With a workforce of around 500 men, work on the new Waterloo Bridge began in 1937 and was due to be completed by 1942, but World War II broke out in the middle of construction. Initially, the work was planned to be halted, but when the Nazis began bombing London in 1940, the British government decided that completing the bridge was a matter of “national importance.” It wasn’t just about finishing a feat of engineering, it was about showing to both the Germans and the British that nothing, not even bombs, was going to stop them. It was about sticking to the government’s motivational slogan of “Keep Calm and Carry On.”
The problem was that there was no one to build it. According to records, of the 500 men who began the work, only 150 had not been assigned to military work, either at the front or at British bases. In effect, there were no men to finish the bridge. But there were women.
For while many women took an active part in the war — as nurses, clerks, telephone operators and even pilots — all women made a vital contribution to the war effort: they not only kept the war machine going, they kept their own countries going. With a large part of the male population at the front, hundreds of thousands of women joined the factories where ammunition was made, airplanes were built and tank parts were riveted together. This was the era of Rosie the Riveter.
And it was women who built Waterloo Bridge, too. According to the Women’s Engineering Society, some 350 women began work there in early 1941. Welding, erecting, shuttering, riveting. Sometimes the days were clear, sometimes they had to run to shelters to escape the Luftwaffe bombs. They worked eight-, 10- and 12-hour days, Monday to Sunday. With the sole aim of finishing the job in 1942. And they succeeded.
The new Waterloo Bridge was officially opened in September 1942, although it was not fully completed until December 1945. And although the deputy prime minister “forgot” (so to speak) about women in his speech, Londoners did not. During the post-war years, people in London referred to the bridge as “The Ladies Bridge.” Indeed, when riverboats on the Thames passed under the Waterloo Bridge, captains commonly announced it by its nickname.
But Morrison got something else right: their names were forgotten. There was no record of these women, no document to prove what Londoners knew. By 2000, the story had become practically a rumor, an urban legend. Until, in 2005, filmmakers Karen Livesey and Jo Wiser decided to find how much truth there was in the story. They looked for women who had worked on the bridge, for their relatives, for anyone who had a story about the women on the bridge. And they recorded these testimonies in their documentary, The Ladies Bridge.
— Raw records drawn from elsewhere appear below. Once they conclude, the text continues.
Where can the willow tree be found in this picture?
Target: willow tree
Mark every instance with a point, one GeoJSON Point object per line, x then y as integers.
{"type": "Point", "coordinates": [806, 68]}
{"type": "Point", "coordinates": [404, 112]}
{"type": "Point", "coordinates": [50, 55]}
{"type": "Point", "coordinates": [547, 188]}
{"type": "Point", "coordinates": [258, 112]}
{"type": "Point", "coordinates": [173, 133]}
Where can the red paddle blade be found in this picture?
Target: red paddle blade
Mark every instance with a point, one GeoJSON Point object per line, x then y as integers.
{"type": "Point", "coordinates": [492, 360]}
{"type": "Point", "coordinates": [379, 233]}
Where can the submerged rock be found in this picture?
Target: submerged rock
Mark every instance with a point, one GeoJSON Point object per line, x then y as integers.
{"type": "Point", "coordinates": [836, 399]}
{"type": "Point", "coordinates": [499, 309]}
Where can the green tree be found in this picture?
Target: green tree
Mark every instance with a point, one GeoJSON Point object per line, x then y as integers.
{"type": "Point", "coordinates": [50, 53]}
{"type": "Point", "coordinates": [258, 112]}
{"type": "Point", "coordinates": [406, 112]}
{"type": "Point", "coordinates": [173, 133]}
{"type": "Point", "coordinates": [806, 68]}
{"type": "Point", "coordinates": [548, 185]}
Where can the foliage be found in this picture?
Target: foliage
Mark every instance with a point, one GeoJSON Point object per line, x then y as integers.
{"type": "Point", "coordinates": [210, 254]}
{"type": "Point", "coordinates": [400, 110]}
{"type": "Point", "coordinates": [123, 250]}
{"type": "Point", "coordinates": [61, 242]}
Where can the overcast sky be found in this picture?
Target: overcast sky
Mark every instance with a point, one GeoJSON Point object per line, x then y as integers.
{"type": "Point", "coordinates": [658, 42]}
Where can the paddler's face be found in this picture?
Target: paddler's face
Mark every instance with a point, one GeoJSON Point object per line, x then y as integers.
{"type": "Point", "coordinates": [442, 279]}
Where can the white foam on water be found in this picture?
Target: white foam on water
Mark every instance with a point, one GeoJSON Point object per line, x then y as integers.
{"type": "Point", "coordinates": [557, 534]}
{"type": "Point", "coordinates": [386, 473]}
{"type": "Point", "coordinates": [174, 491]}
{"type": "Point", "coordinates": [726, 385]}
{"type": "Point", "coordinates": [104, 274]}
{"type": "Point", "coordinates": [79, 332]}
But it was still just oral memory. The filmmakers needed concrete evidence. They tried looking into the archives of Peter Lind & Company, the bridge contractor, but discovered that the company went bankrupt in the 1980s and all its documents were missing. Then, in 2015, they were contacted by historian Christine Wall, who had been researching the same matter for some time. She had found a lead in the archives of the National Science and Media Museum. And there, one morning in 2015, they found Dorothy.
Amid a web of photos and online listings, Wall found several Daily Herald photographs of women working on the Waterloo Bridge. Among them were three photos dated 1944 of a female welder identified only as “Dorothy.”
Following the discovery of Dorothy and the other images, Historic England — the body responsible for protecting England’s heritage — officially recognized women’s contribution to the construction of the bridge, and gave it a Grade II listed status.
So if you ever go on a boat on the Thames and the captain talks about “The Ladies’ Bridge,” you should know that it is not an urban legend. That it was there that Dorothy and 350 other women worked alongside 150 men, building Waterloo Bridge amid the Nazi bombings.